As the world swoons over Heidi the cross-eyed possum - that international darling of the Internet; the only marsupial with 150,000 Facebook friends and at least two theme songs on YouTube - critter-lovers back in her home state of North Carolina look on with horror.
Cross-eyed, my eye.
That possum is so fat her eyeballs are bulging out of their sockets, and she wasn't that way when we sent her across the drink.
Whatever they're feeding Heidi at the Leipzig Zoo, in the heart of the German state of Saxony, it's time to consider salads. Grass. Grubs. Earwigs.
And stop taking her picture! She might have thumbs on her hind feet, but she's not a circus freak.
"She's making the news because everyone thinks she looks cute," said Kindra Mammone, executive director of CLAWS, an exotic-animal shelter outside Chapel Hill. "But it's unhealthy. That's an unhealthy possum that's making the news."
Much like Paul the octopus, the German cephalopod who accurately predicted World Cup winners last summer until dying of natural mollusk causes, Heidi has grown into a four-legged heavyweight. Thanks to German news reports featuring Heidi with eyes akimbo, she soon won her own tribute page on Facebook, more than doubling fans drawn by the German chancellor.
"Das ist die Laune der Natur, finde aber Heidi echt süss," wrote one possum-liker, which translates roughly as, "This is the freak of nature, but I find her really sweet."
On the Leipzig website, which prominently features Heidi and her goonish grin, it is simply explained that she and two siblings "came from North Carolina (USA), where they were found as orphans and raised in a wild animal sanctuary."
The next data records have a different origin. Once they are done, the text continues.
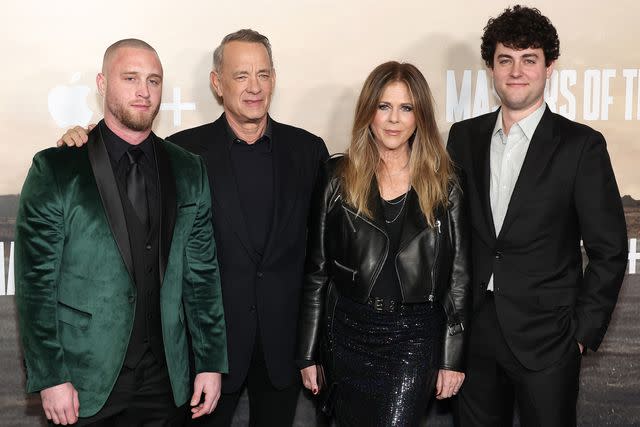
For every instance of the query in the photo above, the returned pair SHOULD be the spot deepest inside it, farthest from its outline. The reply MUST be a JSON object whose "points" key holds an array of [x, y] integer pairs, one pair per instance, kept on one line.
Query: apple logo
{"points": [[68, 104]]}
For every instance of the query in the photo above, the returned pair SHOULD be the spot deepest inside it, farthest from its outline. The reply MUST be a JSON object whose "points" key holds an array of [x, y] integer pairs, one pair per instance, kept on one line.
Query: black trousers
{"points": [[495, 378], [140, 397], [268, 406]]}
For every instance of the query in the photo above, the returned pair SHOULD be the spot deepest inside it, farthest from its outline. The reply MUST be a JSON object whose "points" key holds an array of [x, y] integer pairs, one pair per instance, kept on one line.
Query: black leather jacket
{"points": [[346, 253]]}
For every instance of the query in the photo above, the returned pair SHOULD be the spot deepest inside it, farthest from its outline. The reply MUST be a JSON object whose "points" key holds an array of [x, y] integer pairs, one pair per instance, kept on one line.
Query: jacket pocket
{"points": [[343, 274], [558, 298], [72, 316]]}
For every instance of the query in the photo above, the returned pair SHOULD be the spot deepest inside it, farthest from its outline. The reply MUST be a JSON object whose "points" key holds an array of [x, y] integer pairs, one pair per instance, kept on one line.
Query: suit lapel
{"points": [[110, 196], [286, 176], [541, 149], [167, 196], [224, 187], [482, 166]]}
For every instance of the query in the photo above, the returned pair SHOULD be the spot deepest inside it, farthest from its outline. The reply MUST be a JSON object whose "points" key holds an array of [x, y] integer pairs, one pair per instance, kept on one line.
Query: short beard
{"points": [[137, 123]]}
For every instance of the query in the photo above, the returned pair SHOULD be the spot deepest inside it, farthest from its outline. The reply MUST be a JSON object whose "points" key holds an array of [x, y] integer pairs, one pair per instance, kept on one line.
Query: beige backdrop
{"points": [[323, 50]]}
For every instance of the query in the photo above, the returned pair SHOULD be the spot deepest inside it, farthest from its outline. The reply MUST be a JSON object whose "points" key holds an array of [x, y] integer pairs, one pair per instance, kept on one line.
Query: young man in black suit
{"points": [[537, 184]]}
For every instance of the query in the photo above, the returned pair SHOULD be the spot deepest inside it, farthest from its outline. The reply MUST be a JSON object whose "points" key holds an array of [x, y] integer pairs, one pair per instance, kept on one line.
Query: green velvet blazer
{"points": [[74, 289]]}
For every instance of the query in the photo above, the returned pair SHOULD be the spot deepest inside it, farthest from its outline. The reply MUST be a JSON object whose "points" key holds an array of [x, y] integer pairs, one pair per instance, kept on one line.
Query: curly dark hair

The zoo also acknowledges Heidi's weight problem, which people there speculate could be the result of her American diet, and they promise to promptly correct with a high-fiber, low-energy regimen.
But if she's the possum North Carolina thinks she is, Heidi developed her fat-pressured eyeballs on the other side of the pond.
You already know about the critter with the oh-so-precious defect. This is the rest of the story.
Three years ago, the N.C. Zoo received nine opossums from several different sources - all of them connected with road-kills - and raised them by hand inside its wildlife rehab center. One year later, they were shipped by air to the zoo in Copenhagen, Denmark - free of any abnormality, ocular or otherwise.
"They wanted them," zoo spokesman Rod Hackney said. "In Copenhagen, this is an exotic species."
The N.C. Zoo has no idea what happened to them next. But according to the Copenhagen Zoo, seven of the nine world-traveling possums are still alive. Heidi and two others got transferred to nearby Odense, and then to Leipzig, but no one along her path wants to take credit for the weight gain.
But apparently, captive possums tend to grow roly-poly, and their eyes go askew. Possums are omnivores, but wilderness cuisine is more slimming. If a possum eats an egg in the wild, it's a bluebird egg, not a scrambled egg cooked in butter.
"I had a pet possum for the past two years that was cross-eyed from fat deposits," said Rob Vivian of Central Carolina Wildlife Rescue, serving Orange and Chatham counties. "When I saw the news, I said ... 'I should have put Opie on Facebook.' "
The cruelest irony is that once a possum goes round in the belly, it's next-to-impossible to get the weight back off, and the crooked eyes are always the last consequence of obesity to linger. Mammone points out that Heidi is roughly 2-1/2 years old, more than halfway through the average possum lifespan.
Human beings are sometimes injected with Botox to correct strabismus, the clinical term for improperly aligned eyeballs. But if I were Heidi, fat and half a world from home, I'd ask for a jug of moonshine, the twang of a banjo and the solitude of a forest.